Andrew S. Tanenbaum and Maaetem an Steen : DISTRIBUTED SYSTEMS — Principles and Paradigms Second Edition, Pearson Pretice Hall (2007

Blockchain, by constructing a worldwide distributed system, attempt to realize decentralized new data store and organization structure.

In the first place, the reasons for orienting to distributed systems are mainly scalability, locality, and availability. Blockchain is not exception. Geographical scalability to form a global value store network / Locality for information protection including tamper resistance under non-centralized structure / Availability with zero downtime. These futures are all realized in blockchain using distributed system.

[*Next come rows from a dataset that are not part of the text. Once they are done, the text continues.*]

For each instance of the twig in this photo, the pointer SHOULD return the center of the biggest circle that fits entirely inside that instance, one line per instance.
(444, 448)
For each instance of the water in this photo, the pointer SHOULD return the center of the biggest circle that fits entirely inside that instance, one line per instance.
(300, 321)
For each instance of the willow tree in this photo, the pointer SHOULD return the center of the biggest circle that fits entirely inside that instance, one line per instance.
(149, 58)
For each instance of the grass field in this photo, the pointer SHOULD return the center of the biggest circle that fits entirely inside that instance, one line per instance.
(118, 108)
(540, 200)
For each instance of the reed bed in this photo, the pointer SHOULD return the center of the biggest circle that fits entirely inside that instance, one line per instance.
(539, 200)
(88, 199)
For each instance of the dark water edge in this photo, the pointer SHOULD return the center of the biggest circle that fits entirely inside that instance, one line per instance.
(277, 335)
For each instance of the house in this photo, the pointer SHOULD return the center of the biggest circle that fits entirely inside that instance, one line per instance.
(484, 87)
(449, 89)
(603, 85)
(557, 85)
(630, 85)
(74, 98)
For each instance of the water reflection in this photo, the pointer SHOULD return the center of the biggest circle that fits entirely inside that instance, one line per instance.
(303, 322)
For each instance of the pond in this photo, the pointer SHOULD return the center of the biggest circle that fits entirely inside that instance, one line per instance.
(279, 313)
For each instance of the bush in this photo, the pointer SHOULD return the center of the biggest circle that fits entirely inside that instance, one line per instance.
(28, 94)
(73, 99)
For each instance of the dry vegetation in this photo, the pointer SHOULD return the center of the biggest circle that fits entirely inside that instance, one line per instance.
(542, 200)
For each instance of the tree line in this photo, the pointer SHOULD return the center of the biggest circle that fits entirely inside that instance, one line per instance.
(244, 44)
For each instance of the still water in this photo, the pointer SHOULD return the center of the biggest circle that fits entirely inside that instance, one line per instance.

MOLD develops its own chain, but in constructing a distributed system, it is indispensable to understand what is a distributed system in the first place and what is necessary for normal and high performance operation. I would like to describe what kind of distributed system originally is so that realize MOLD’s non-centralized virtual space.

0. Table of Contents

1. Introduction (Overview of Consistency and Reasons for Consistency)

In the distributed system, data is duplicated mainly for “reliability” and “performance”. Replication is required, especially if the distributed system needs to grow in quantity and geographically. Replication is such one of the scaling techniques. Also, it can cope with data corruption and replica crash.

At this time, it is necessary to maintain the consistency of the state of the data and the replica. However, this directly leads to scalability problems. The ideal when you think about consistency is “To Keep All Replicas In Exactly The Same State And Operation”, that is, atomicity is implemented, but it’s quite a challenge.

In reality, we can not solve the problem of scalability unless we give up some consistency constraints. Thus, it is necessary to understand how much consistency is required in the system, and how to realize its extent of consistency.

In this chapter, consistency between copies will be explained in the following order.

  • What kind of consistency models are there?
  • About duplication management
    — Where and when to place replication
    — Who places replicas (Client? Server?)
    — How to ensure consistency between copies

· Specific consistency protocol example and its implementation

2.Data-centric consistency model

Traditionally, consistency has been discussed mainly from data (data stores).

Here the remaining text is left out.